When a business loan is marketed as for “bad credit” it is generally targeted at anyone with a score in the Fair or Poor range on the FICO scale. Because they have little creditworthiness in the eyes of lenders, people with a credit score in those ranges will have a difficult time getting small business loans from traditional bank lenders. Alternative lenders, as mentioned above, are the easiest course of action for people in those situations.

 

How do I build up my personal credit score?

As credit scores are used for everything from buying a house to buying a car to even, sometimes, passing a background check for a sensitive job, raising your personal credit score is very important.

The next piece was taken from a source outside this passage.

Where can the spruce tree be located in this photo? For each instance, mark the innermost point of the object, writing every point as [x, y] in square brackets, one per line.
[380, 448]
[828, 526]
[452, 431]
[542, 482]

The good news is that you can directly affect it. Payment history and credit utilization ratios (how much credit you have available vs. how much you’re using) are crucial factors. But here are some techniques you can use to boost your score:

1- Pay Your Bills on Time:

It may seem simple, but when a lender is deciding whether or not to give you money, they want to make sure that you have a proven track record of paying that money back. You can influence this credit scoring factor by following through on your credit commitments and paying your bills every month. Paying late or less than what you agreed can negatively impact your score.

2- Get credit for paying oft-neglected payments on time:

Sometimes phone bills and utilities are not included in your credit score, but if you’re looking to build your credit, contact the three credit reporting agencies and see if they can track your routine payments of these common bills.

3- Apply for and open new credit accounts only when needed:

Just because credit agencies look at credit ratios (available credit vs credit used) doesn’t mean that you should increase your credit limit to the highest possible. Every time you apply for credit, your score will take a minor, temporary dip, and if you are applying frequently, this dip will become bigger and more common.

4- Don’t close unused credit cards:

Keeping unused credit cards open and available—as long as they’re not costing you fees—is a good idea because it positively affects your credit ratio. Owing the same amount but getting rid of available credit may lower your credit score.

5- Dispute any inaccuracies on your credit report:

It’s always important to check your credit report—you can check it for free once a year, and sometimes more often, through various services—and being able to see where your credit is being misrepresented is valuable. You can find out if your identity is being stolen, if a creditor is taking action against you, and if you’ve missed payments that you thought you made.

 

How Long Does it Take to Rebuild a Credit Score?

Building a credit score is a waiting game. If you have negative information on your report, such as late payments, bankruptcies, or frequent credit inquiries, time is the best cure. There is no such thing as a quick fix.

Delinquencies remain on your credit report for seven years. A bankruptcy may remain for as long as ten. Inquiries remain for two years.

The most important thing is to monitor your score and make sure that you’re not digging yourself deeper into a hole. Good credit can be restored, through diligence and patience.